Bayram geçti…
Seçimler geçti…
Ve farkına bile yeni yeni vardığımız ilkbahar da geldi ve geçiyor…
CHP, Antalya’da ve Türkiye’de ilkbaharını yaşadı, ya insanlar…
İnsanlar henüz kokusunu alamadı ilkbaharın…
Akşama ne yiyeceğiz diye düşünen kadınlarımız daha farkına varamadı kendiliğinden fışkıran ve mis gibi kokan sardunyanın…
Yol kenarında iç bayıltan kokusuyla çiçeklerini cömertçe sunan turunçları göremiyor, koklayamıyor yoksul insanlar, emekliler, emekçiler…
Oysa ilkbahar umudun müjdecisidir…
Geleceğe umutla bakmanın mevsimidir…
Tünelin ucunda ışığın göründüğü mevsimdir ilkbahar…
Antalyalı şair Metin Demirtaş bir şiirinde şöyle diyor;
“Bizim de dağlarımız vardır Che Guvera…”
Şimdi o dağlar ilkbaharla birlikte kim bilir nasıl canlı, rengarenk doğurgan çiçeklerinin kokularını harman ederek salmıştır…
Tabiat doğurgandır, hayat veren bir damla sudur…
Tabiat tanrısal bir ifadedir…
Değerli dostum Mirza Arabacı bir yazısında “İlkbahar denince akla erik, çağla, dut…
Kuş, papatya, gelincik…
Çayır, çimen, mimoza, zakkum, çiğdem, nevruz… gelir…
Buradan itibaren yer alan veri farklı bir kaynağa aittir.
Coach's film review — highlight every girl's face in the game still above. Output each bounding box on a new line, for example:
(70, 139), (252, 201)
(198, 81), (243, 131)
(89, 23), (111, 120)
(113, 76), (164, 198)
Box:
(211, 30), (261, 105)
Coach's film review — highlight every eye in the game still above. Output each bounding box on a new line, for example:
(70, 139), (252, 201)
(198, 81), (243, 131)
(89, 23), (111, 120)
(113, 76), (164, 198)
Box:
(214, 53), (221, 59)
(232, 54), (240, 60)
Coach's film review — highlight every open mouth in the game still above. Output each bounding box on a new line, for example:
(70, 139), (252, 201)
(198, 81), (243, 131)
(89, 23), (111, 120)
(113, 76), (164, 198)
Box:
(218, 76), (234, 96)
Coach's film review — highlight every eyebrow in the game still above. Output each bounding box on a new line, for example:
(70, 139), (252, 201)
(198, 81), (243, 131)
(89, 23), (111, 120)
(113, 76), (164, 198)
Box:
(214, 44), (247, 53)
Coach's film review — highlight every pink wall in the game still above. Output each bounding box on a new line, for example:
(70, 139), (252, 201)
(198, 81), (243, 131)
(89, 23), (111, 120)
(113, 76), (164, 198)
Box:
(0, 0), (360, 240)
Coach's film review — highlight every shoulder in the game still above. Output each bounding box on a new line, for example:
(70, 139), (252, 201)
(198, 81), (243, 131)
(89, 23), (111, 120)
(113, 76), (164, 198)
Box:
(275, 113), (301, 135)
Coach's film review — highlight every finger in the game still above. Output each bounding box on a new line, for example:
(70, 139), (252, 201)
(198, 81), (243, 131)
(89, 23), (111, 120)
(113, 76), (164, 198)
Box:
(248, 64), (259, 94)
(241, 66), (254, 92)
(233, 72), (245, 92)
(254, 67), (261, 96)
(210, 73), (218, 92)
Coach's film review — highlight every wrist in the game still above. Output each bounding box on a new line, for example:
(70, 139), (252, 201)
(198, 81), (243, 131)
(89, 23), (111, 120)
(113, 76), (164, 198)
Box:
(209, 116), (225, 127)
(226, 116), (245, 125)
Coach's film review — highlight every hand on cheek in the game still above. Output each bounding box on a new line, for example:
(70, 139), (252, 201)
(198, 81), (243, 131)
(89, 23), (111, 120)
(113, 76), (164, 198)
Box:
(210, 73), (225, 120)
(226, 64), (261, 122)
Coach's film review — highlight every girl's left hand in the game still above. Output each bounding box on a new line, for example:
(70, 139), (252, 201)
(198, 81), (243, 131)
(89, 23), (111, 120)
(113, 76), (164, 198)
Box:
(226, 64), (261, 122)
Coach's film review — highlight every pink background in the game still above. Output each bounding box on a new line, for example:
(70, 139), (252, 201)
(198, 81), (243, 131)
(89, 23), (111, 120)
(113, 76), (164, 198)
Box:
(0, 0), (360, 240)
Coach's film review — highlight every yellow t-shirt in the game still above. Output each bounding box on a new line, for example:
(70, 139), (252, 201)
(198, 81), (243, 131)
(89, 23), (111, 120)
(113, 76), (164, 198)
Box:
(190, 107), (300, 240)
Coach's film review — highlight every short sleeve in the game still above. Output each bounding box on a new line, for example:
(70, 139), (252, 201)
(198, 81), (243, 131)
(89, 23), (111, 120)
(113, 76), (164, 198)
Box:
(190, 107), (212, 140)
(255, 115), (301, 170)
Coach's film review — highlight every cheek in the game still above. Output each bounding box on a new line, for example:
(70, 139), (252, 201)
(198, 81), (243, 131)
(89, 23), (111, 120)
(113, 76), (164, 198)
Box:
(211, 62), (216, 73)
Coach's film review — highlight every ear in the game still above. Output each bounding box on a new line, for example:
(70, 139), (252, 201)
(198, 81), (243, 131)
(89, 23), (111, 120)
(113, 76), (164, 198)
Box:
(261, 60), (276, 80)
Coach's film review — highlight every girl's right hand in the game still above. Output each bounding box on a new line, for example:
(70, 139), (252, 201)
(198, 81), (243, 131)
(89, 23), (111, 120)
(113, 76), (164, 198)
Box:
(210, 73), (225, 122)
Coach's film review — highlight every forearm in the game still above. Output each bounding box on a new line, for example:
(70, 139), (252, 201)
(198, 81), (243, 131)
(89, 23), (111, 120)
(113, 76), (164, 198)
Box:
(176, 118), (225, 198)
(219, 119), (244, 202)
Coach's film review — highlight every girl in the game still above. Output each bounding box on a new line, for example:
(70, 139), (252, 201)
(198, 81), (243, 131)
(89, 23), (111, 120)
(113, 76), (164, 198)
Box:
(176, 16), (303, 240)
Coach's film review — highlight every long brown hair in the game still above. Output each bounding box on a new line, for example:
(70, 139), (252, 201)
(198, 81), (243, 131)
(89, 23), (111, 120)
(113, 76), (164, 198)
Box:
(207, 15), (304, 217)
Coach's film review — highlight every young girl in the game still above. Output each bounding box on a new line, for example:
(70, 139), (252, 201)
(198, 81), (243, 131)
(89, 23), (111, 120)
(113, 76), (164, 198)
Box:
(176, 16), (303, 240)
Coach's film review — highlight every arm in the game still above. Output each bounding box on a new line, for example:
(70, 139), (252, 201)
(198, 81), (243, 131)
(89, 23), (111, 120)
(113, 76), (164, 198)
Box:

Fakat ilkbaharı “bahar” yapan asıl şey, olmayacak gibi olan bir şeyin olmasıdır.
Yani ilkbahar, kelimesi kelimesine bir mucizedir” diyor…
Gerçekten de ilkbahar bir mucizedir…
Ancak asıl mucize tabiatın ta kendisidir…
İnsanoğlu var oluşundan beri işte bu mucize ile mücadele halindedir.
Ne zaman bu mücadelede insanoğlu tabiatın dengesini bozacak müdahalelerde bulunmuşsa bedelini çok ağır ödemiştir.
Tabiat akıldır…
Eğer dağın altını köstebek gibi oyarken bu dengeyi bozmayacak önlemleri almazsanız bedeli ağır olur, tıpkı Soma maden faciası gibi…
Eğer döşediğiniz raylar, üzerine koyduğunuz trenin hızını dengelemiyorsa yine bedeli ağır olur, tıpkı Çorlu’da yaşanan tren faciası gibi…
Eğer toprağa akıttığınız zehirler o toprağı çözüyor ve siz bunun dengesini kuracak önlemleri almıyorsanız bedeli ağır olur, tıpkı İliç’te yaşanan felaket gibi…
Tabiat her mevsim gibi ilkbaharı da kendi şartları içinde doğal dengesi ile oluşturur.
Eğer siz karbon gazlarıyla atmosferi delerseniz ne ilkbaharı ilkbahar gibi, ne de diğer mevsimleri mevsim gibi yaşayamazsınız…
Hadi gelin biraz da kendiniz için yaşayın bu ilkbaharı…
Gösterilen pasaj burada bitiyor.